A 2017 Profile Of Tom Goldstein In The Carolina Alumni Review

OSTN Staff

David Lat linked to a November 2017 profile of Tom Goldstein in the University of North Carolina alumni magazine. He was interviewed in April 2017. In that period, he had two back-to-back oral arguments in California Public Employees’ Retirement System v. ANZ Securities, Inc. (4/17/2017) and Bristol-Myers Squibb Co. v. Superior Court of California (4/25/2017). In my post yesterday, I listed some of the allegations made in the indictment from that time frame, which involved high stakes poker games, suffering losses of nearly $10 million, and moving funds around from the firm to pay those debts.

Here is how the alumni magazine described his experiences during that time:

On a Sunday in April, Goldstein secluded himself in a 10th-floor suite at the Park Hyatt Washington hotel. For two days before every Supreme Court appearance, he leaves home to focus. . . .

In stories from his younger years, Goldstein came across as larger than life, dabbling in high-stakes poker and once shipping a Ferrari to Las Vegas for a drag race. In person, he’s soft-spoken and selfeffacing. He gave up poker. He traded the Ferrari for a Tesla P100D (still fast, but with room for the kids). He quit posting YouTube spoofs about his work. These days, most of what he talks about are legal briefs and oral arguments. “I think most people,” he said, “would find what I do boring.”

That evening, Howe planned to bring their daughters down for dinner from their home in Chevy Chase — eating together is a family commitment they rarely forfeit, not even for the Supreme Court. But other than a rare break for an interview, at the Hyatt there were few distractions. “When I left home last night, the dog started throwing up and my daughter was sick so it was just good fortune that I had separated myself, and then I’ll be back home on Monday,” Goldstein said. “Now it’s just a question of putting it all together, refining the answers, filling in all the little holes of what I don’t know. That sort of thing. … I’ll learn things until the last possible minute.” . . .

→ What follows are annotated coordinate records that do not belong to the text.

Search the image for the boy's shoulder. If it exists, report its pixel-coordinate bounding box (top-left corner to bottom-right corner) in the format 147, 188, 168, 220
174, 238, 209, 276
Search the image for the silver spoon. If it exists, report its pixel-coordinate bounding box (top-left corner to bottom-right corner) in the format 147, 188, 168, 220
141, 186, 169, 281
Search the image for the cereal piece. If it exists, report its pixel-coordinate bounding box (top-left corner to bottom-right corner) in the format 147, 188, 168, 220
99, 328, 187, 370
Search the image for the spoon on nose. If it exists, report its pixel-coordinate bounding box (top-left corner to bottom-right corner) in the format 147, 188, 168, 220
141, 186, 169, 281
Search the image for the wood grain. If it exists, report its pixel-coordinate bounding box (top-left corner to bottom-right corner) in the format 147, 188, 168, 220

“We’re a good team,” Howe said. Said Goldstein: “I wouldn’t have time to do what I do without all she does with the family and the blog. And my law practice makes her job possible. So each of us contributes equally to the success of the other. … The only time we’ve had a problem is when there’s been a hierarchy. We figured that out so we’re never in an environment where one reports to another.” . . .

Howe, who blogged about Neil Gorsuch’s first day on the court that morning, took a seat in the spectator section to watch her husband’s argument. She doesn’t write about his cases; Columbia Law School professor Ronald Mann covered the hearing for SCOTUSblog. Goldstein was up against Paul Clement, a former solicitor general who is considered a leading contender for justice if there’s another opening under President Donald Trump. “One of the things I love about what I do is that the people on the other side that you’re dealing with are super talented,” Goldstein said. “They push you. You cannot sleep on any case. The other side is going to make all the best arguments that can be made, in the best way they can be made. It really causes you to up your game. I find other places where you can just wing it very boring.”

I was also struck by this quote from Nina Totenberg, Goldstein’s former employer and mentor:

“The thing about Tom, you’ve got to understand, is he’s a quintessentially decent person as a human being,” Totenberg said. “When somebody is as smart as he is, there’s always the chance he will lose that sense of personal decency and become completely obsessed with himself and all that. And that didn’t happen to him. I give him a lot of credit for that. I give her [Amy Howe] even more.”